Princeton course fights 'fat phobia' through dance
- Princeton University is offering a course this fall that will “examine the changing history, aesthetics, politics, and meanings of fatness” through dance and performance art.
- Readings for the course bemoan "fat phobia" as "just another form of prejudice," and the class has a particular focus on “intersectional dimensions of the fat body."
Princeton University is offering a course this fall that will “examine the changing history, aesthetics, politics, and meanings of fatness” through dance and performance art.
“This seminar investigates discourses and politics around the fat body from a performance studies perspective,” the course description states. “How does this ‘f-word’ discipline and regulate bodies in/as public? How do dancers reveal these politics with special clarity? How might fat be a liberating counterperformance?”
The description notes that “intersectional dimensions of the fat body are central to the course,” indicating that students will explore how obesity combines with other marginalized identities to exacerbate individual perceptions of oppression.
While assignments will include both “written work and group performances,” no dance experience is necessary to enroll in the course.
The written work involves three “short papers” addressing "an ethnography of the normative Princeton body, a close reading of the ways fat works in a specific example, and a research-informed creative point of view assignment;” as well as a “seminar paper” analyzing an example from the class.
In addition, students will participate in a group performance examining the "relationship between fat and performative elements of public life,” which accounts for 20 percent of their final grade.

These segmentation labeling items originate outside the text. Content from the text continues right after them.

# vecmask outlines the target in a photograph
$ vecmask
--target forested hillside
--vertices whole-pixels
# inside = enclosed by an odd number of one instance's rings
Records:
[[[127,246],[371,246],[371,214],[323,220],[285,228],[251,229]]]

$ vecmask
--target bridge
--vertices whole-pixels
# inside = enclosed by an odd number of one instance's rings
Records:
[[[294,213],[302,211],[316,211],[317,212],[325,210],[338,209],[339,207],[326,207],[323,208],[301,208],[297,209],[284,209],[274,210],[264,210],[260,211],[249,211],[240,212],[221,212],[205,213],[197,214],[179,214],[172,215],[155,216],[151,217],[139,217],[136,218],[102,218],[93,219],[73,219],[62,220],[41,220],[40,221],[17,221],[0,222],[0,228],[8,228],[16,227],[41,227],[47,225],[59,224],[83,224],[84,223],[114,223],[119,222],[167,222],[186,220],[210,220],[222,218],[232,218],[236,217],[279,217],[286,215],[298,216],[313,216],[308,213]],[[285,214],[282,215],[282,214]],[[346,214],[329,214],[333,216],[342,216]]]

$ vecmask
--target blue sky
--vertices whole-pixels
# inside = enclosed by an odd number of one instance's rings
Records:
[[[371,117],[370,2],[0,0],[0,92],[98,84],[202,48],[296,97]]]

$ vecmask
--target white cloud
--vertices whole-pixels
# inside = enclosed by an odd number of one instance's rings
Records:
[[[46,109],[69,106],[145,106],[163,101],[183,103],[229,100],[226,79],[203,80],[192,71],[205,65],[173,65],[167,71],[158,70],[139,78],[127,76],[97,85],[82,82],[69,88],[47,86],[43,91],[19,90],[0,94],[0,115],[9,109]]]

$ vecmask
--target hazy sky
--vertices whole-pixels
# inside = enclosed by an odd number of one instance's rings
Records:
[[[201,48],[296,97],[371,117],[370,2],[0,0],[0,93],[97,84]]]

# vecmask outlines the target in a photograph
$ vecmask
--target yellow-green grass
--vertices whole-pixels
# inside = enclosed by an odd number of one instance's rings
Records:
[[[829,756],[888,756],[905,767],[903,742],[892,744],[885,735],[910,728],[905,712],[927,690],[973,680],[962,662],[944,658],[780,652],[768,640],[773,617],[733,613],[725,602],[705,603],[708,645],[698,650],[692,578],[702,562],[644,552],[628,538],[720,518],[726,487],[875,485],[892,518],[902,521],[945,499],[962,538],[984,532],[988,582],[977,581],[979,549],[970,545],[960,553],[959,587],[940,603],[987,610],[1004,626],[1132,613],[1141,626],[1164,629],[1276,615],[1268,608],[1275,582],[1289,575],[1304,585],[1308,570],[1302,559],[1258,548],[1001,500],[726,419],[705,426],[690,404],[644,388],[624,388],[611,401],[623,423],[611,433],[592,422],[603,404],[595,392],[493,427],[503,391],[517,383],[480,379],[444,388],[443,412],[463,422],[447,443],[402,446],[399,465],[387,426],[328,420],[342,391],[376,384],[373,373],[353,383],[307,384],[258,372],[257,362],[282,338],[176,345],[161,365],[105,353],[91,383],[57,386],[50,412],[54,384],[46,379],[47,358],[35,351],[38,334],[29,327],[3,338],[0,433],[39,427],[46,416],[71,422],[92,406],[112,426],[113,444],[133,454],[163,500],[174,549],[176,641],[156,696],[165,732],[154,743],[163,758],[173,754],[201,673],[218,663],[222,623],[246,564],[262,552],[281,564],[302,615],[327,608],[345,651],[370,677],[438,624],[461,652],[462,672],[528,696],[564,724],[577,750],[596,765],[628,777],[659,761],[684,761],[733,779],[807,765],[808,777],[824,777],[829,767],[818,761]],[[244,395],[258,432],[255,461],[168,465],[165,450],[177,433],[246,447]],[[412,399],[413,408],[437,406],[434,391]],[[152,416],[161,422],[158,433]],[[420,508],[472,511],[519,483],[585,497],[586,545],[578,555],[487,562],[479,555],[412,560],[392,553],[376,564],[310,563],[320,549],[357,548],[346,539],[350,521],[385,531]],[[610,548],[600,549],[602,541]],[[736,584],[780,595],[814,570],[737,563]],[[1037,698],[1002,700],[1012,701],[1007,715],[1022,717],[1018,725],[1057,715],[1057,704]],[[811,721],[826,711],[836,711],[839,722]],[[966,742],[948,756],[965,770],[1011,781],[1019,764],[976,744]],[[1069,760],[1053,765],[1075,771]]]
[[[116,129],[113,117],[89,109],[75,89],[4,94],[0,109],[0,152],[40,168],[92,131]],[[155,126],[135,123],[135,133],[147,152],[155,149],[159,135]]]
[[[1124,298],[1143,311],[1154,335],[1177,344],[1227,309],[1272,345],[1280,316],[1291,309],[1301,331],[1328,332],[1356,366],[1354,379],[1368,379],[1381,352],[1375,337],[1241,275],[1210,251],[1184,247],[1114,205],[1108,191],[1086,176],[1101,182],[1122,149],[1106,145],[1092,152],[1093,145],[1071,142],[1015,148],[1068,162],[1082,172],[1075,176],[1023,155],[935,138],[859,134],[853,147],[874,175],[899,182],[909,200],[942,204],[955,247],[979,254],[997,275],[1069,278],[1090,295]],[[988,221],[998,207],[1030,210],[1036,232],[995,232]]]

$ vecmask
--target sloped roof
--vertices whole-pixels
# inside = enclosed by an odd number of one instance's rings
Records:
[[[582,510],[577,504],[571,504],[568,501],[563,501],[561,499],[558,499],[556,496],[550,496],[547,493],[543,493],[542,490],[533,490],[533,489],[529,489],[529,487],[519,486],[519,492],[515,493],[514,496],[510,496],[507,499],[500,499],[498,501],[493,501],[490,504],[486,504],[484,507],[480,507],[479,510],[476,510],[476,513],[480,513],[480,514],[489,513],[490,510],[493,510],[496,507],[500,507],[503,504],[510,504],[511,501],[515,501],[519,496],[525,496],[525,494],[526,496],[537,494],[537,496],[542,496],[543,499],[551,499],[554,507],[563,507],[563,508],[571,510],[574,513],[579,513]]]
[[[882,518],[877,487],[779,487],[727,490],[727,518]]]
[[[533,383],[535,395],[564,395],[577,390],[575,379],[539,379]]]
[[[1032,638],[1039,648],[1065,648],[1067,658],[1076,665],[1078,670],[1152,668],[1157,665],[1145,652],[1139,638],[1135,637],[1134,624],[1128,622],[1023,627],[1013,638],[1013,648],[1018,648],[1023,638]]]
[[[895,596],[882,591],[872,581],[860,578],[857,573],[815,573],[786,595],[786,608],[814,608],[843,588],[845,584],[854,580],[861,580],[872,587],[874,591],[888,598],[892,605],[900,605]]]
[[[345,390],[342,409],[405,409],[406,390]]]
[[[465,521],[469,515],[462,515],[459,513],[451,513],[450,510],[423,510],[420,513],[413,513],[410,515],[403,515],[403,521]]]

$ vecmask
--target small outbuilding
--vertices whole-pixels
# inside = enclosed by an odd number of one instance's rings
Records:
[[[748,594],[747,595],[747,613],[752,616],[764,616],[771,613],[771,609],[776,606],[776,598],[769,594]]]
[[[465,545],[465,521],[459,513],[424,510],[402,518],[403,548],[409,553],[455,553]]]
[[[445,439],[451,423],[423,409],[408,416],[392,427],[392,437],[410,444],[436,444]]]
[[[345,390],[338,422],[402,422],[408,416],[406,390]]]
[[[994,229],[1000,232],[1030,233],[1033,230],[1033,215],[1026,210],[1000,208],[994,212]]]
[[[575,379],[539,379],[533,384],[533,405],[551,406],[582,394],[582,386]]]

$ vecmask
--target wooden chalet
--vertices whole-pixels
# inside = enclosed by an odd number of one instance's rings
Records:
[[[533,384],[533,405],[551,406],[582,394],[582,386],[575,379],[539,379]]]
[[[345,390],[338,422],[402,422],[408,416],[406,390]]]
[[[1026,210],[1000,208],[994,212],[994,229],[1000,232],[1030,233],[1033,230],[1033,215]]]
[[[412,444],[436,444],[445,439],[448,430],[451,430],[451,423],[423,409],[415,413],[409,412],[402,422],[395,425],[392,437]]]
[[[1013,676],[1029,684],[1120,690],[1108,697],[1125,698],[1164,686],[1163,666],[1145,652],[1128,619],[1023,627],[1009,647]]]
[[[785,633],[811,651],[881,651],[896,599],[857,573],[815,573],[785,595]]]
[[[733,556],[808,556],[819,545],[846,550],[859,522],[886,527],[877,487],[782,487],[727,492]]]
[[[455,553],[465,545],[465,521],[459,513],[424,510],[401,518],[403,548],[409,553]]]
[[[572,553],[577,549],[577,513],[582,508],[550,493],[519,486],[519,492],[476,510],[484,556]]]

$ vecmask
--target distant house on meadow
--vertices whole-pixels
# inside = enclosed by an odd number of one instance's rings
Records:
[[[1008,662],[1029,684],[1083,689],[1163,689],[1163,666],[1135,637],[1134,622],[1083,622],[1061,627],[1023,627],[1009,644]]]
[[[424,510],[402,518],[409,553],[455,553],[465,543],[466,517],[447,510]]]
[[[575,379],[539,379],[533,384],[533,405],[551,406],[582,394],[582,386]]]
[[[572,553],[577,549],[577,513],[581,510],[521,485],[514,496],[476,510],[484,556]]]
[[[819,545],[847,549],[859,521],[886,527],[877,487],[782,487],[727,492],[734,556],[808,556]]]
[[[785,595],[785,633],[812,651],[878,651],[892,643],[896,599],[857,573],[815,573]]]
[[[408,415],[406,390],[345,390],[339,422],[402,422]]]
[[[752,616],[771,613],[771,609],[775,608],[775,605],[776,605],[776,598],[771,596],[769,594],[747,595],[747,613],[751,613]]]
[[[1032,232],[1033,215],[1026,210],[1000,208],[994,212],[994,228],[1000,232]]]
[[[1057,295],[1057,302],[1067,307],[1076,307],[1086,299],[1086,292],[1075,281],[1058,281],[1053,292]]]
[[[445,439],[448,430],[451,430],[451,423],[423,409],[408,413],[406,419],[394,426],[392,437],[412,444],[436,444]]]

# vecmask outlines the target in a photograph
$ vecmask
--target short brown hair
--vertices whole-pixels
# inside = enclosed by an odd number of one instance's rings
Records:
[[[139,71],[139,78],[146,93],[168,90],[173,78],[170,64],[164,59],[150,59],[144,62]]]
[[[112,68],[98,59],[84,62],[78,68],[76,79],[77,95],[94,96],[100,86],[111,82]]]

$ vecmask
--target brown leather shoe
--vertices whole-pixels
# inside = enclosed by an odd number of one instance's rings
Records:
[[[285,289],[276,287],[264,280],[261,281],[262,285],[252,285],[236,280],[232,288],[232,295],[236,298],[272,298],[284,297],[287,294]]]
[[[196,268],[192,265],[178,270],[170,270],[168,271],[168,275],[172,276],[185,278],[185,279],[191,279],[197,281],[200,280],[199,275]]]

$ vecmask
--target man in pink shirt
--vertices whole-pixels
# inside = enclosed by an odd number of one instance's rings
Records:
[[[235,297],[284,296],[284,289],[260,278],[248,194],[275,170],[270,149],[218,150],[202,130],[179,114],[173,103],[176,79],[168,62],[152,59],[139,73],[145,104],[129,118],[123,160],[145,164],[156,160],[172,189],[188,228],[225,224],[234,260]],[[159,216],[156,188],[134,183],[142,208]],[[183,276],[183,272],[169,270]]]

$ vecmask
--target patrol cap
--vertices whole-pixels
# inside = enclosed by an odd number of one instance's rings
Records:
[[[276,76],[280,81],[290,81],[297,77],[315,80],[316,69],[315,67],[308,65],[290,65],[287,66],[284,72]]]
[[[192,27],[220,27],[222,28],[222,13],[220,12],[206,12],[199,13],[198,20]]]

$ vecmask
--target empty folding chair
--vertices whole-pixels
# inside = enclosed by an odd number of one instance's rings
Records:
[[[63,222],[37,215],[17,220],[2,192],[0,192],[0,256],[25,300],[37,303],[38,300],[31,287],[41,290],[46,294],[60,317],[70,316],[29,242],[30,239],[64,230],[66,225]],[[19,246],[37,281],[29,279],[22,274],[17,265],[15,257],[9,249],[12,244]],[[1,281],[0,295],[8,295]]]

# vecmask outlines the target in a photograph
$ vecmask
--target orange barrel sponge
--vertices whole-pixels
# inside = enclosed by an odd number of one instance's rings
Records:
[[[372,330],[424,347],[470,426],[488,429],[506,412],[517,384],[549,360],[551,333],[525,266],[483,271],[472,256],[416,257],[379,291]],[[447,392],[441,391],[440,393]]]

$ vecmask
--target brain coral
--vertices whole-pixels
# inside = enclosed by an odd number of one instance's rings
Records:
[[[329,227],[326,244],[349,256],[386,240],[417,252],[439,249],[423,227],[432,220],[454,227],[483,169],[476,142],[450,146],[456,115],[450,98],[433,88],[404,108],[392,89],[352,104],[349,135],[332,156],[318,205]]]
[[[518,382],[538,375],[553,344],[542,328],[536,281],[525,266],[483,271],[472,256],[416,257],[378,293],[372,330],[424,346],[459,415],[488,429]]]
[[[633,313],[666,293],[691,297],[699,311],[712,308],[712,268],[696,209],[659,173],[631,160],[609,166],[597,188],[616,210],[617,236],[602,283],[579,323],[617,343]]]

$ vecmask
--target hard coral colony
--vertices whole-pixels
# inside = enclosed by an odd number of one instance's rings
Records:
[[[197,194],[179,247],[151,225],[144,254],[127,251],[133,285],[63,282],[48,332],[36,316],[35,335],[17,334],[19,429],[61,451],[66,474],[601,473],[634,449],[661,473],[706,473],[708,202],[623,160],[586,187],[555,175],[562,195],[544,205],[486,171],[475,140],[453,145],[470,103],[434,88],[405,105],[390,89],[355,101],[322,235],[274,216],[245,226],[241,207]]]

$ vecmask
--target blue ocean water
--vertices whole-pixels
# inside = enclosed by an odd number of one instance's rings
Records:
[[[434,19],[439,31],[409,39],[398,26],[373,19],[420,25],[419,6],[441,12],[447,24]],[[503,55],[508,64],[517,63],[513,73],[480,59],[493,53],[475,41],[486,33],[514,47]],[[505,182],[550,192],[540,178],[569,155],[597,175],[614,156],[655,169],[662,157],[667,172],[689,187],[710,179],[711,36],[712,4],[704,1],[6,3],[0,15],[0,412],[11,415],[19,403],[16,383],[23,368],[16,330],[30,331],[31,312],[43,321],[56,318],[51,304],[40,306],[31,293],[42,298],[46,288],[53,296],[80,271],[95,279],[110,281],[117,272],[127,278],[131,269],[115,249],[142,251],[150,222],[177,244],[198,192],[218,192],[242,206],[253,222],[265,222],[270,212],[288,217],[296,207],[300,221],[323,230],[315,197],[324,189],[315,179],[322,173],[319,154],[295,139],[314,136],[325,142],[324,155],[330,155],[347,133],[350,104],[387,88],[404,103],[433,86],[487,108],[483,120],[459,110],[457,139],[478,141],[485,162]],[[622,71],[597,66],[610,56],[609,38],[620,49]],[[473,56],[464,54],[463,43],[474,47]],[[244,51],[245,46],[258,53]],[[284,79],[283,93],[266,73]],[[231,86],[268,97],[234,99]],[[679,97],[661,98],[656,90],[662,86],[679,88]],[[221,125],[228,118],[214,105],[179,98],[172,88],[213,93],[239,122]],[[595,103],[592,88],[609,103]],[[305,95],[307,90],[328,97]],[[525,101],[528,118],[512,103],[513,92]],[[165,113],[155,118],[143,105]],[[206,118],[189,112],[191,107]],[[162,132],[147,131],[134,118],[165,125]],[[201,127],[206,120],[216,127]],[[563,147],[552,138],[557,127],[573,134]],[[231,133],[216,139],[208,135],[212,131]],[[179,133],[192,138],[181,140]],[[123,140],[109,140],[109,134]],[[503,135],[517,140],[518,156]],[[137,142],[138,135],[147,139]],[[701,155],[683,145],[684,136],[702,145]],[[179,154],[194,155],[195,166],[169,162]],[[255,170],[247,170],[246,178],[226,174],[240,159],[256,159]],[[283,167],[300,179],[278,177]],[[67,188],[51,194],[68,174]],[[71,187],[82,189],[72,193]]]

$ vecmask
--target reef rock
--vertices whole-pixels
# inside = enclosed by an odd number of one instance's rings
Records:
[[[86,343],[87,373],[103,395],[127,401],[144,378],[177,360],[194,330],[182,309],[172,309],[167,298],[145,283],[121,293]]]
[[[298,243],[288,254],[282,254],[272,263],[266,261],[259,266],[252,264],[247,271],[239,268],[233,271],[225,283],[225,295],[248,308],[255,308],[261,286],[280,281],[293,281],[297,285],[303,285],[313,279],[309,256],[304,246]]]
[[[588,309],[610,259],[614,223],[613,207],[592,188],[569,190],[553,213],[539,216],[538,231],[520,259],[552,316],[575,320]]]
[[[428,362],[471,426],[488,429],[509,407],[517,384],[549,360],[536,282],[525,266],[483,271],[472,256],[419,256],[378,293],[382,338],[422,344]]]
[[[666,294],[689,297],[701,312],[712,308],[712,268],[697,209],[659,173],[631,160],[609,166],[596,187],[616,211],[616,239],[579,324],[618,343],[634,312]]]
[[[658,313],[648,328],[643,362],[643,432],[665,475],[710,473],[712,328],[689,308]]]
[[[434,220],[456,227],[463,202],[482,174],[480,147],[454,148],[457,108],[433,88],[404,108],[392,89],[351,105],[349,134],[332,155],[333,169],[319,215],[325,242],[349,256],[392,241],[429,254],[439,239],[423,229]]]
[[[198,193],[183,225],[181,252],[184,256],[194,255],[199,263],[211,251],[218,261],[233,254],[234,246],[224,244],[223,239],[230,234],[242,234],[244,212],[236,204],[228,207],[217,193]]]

A “sample reading list” for the course includes selections such as Fat Politics, which argues that "there is little proof that obesity causes so much disease and death or that losing weight is what makes people healthier,” as well as The Fat Studies Reader, which contends that weight-consciousness is "just another form of prejudice—one with especially dire consequences for many already disenfranchised groups."
Fat Talk Nation, another of the readings, decries the "disturbing" damage done to the feelings of those targeted by the "veritable war on fat" and introduces neologisms such as "biocitizen, biomyth, biopedagogy, bioabuse, biocop, and fat personhood."
Similarly, Queering Fat Embodiment laments "fat-phobia" and the "ever-growing medicalisation, pathologisation, and commodification of fatness," and seeks to "mak[e] explicit the intersectionality of fat identities and thereby counter the assertion that fat studies has in recent years reproduced a white, ableist, heteronormative subjectivity in its analyses."
According to The Daily Caller, Hamera has offered the course at least once before, during the 2016 fall semester.
As of press time, enrollment in this year’s course had hit the maximum of 15 students—seven freshmen/sophomores and 8 juniors/seniors.
Hamera did not respond to Campus Reform's request for comment.